Experts fear that the chemicals present in the plastic may interfere with their development of babies.

Scientists have discovered microplastic particles in the placenta of women after they gave birth. The researchers have said it is a matter of "great concern." However, women volunteers who were involved in the study had no problems with their pregnancies and the effect of their babies are not known. But experts fear that the chemicals present in the plastic may interfere with their development. The study was published in Science Direct.

The study authors found 12 microplastic fragments in four placentas from a study of six that were donated by women after the birth of their child. Of the placenta donated, only 3 percent of it was sampled, suggesting that the total microplastic pieces could actually be much higher.

The study essentially sheds new light on the level of human exposure to MPs and microparticles in general and shows possible consequences on pregnancy outcomes and foetus from plasticiser on metabolism and reproduction.


Image: Science Direct

The schematic illustration for the overall concept and experimental procedure.
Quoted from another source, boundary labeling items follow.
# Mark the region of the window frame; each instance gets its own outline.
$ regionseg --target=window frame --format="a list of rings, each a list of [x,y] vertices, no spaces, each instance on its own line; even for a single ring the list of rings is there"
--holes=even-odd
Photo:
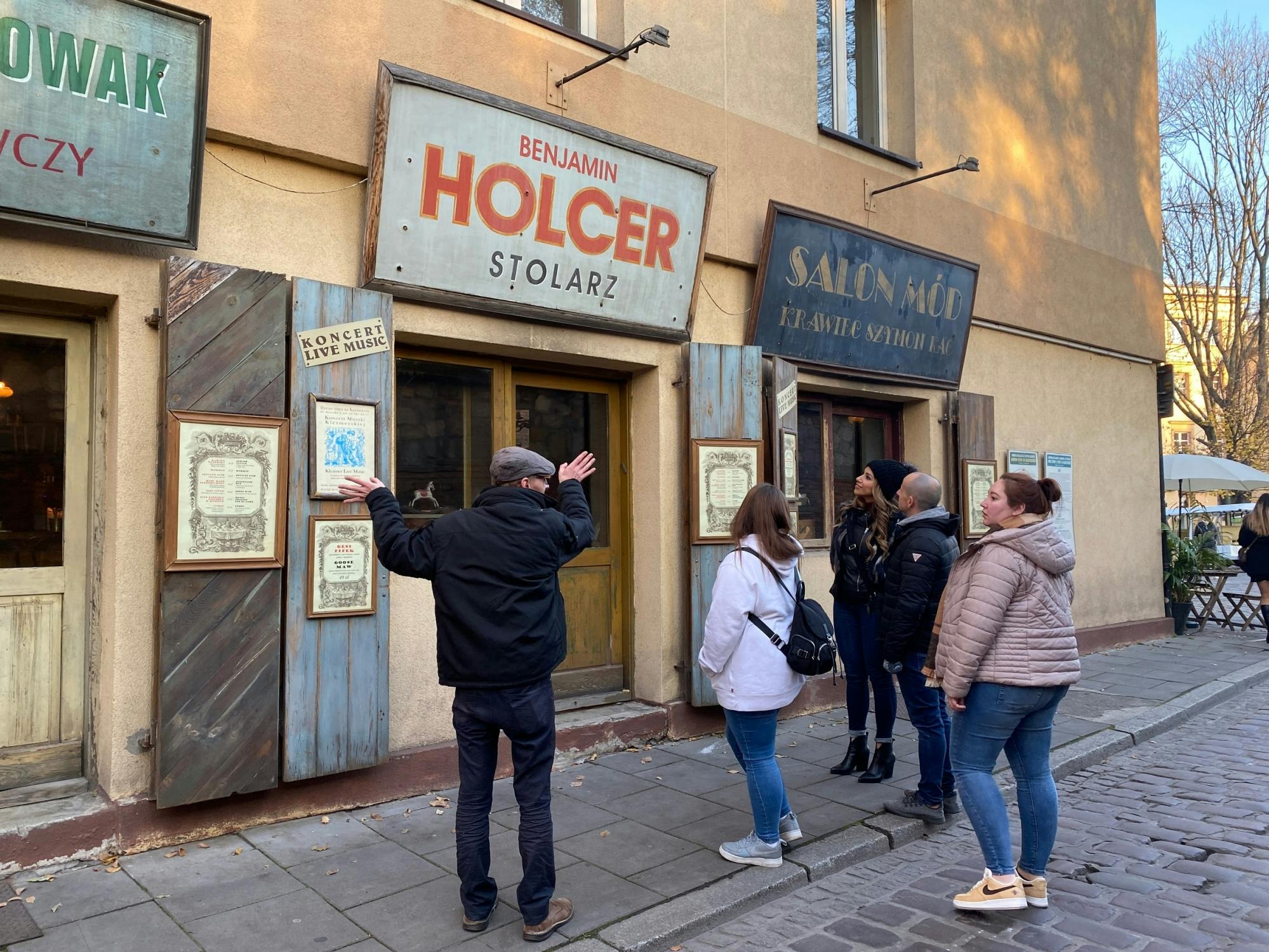
[[[599,33],[598,0],[577,0],[577,25],[581,27],[580,30],[571,30],[567,27],[561,27],[558,23],[552,23],[551,20],[537,17],[536,14],[525,13],[520,6],[522,0],[475,1],[477,4],[483,4],[485,6],[492,6],[495,10],[509,13],[522,20],[536,23],[537,25],[544,27],[553,33],[560,33],[570,39],[576,39],[579,43],[585,43],[586,46],[591,46],[596,50],[603,50],[605,53],[615,53],[618,51],[618,47],[609,46],[596,38],[596,34]],[[629,53],[626,53],[622,58],[628,60]]]
[[[824,526],[826,534],[820,538],[799,539],[803,548],[827,548],[832,541],[832,527],[836,526],[836,500],[832,498],[832,420],[835,416],[865,416],[879,419],[886,424],[886,452],[890,458],[904,458],[904,426],[902,407],[892,404],[881,404],[860,400],[844,400],[831,393],[817,393],[815,391],[801,391],[797,395],[798,404],[820,405],[820,447],[822,457],[820,459],[820,479],[824,490]],[[801,453],[802,439],[798,438],[798,452]],[[799,508],[801,509],[801,508]],[[801,522],[801,519],[799,519]]]
[[[876,123],[877,123],[877,141],[869,142],[863,136],[853,136],[841,128],[841,117],[849,114],[848,109],[848,85],[845,83],[845,71],[841,65],[846,62],[846,29],[845,29],[845,4],[846,0],[830,0],[830,38],[832,52],[829,57],[830,62],[830,83],[832,84],[832,124],[824,126],[820,124],[820,131],[826,132],[834,138],[841,138],[851,145],[863,146],[869,150],[879,150],[887,157],[898,157],[895,152],[886,149],[887,142],[890,142],[890,128],[887,122],[887,100],[886,100],[886,0],[855,0],[857,4],[868,3],[873,5],[873,36],[872,43],[876,50],[876,76],[874,84],[877,88],[877,95],[874,102],[874,108],[877,110]],[[858,48],[858,37],[855,44]],[[858,70],[858,57],[857,67]],[[900,159],[901,160],[901,159]]]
Image: Science Direct

"From each placenta, three portions with a mean weight of 23.3 ± 5.7 g were collected from the maternal side, the foetal side and the chorioamniotic membranes. All portions were opportunely processed for the subsequent analysis by Raman Microspectroscopy," the study found.

"This is the first study revealing the presence of pigmented microplastics and, in general, of man-made particles in human placenta. The presence of pigments in all analysed MPs is explained by the wide use of these compounds to colour not only plastic products, but also paints and coatings, which are as ubiquitous as MPs. For example, the pigment Iron hydroxide oxide yellow is used for coloration of polymers (plastics and rubber) and in a wide variety of cosmetics, such as BB creams and foundations; copper phthalocyanine and phthalocyanine are used for staining of plastic materials, and for finger paints; the pigment violanthrone is used especially for textile (cotton/polyester) dyeing, coating products, adhesives, fragrances and air fresheners; the pigment Ultramarine blue is mainly applied in cosmetics, for example for formulations of soap, lipstick, mascara, eye shadow and other make-up products," the research reads.

Speaking to the publication, Dr Antonia Ragusa from the Uoc Obstetrics and Gynaecology Fatebenefratelli hospital in Rome where the research was conducted he was astonished when he saw the microplastics in placenta, adding that if something is found in the placenta, it is found in the baby as well.

"It's like having a cyborg baby: it is no longer made up of just human cells but a mixture of biological and inorganic materials," the researcher revealed.

The research, which was published in the scientific journal Environment International, saw Dr Ragusa further add that the particles in the placenta could actually affect how the child's genes are expressed.

The Raman analysis of MPs was performed at the Laboratory of Vibrational Spectroscopy, Department of Life and Environmental Sciences, Università Politecnica delle Marche (Ancona, Italy).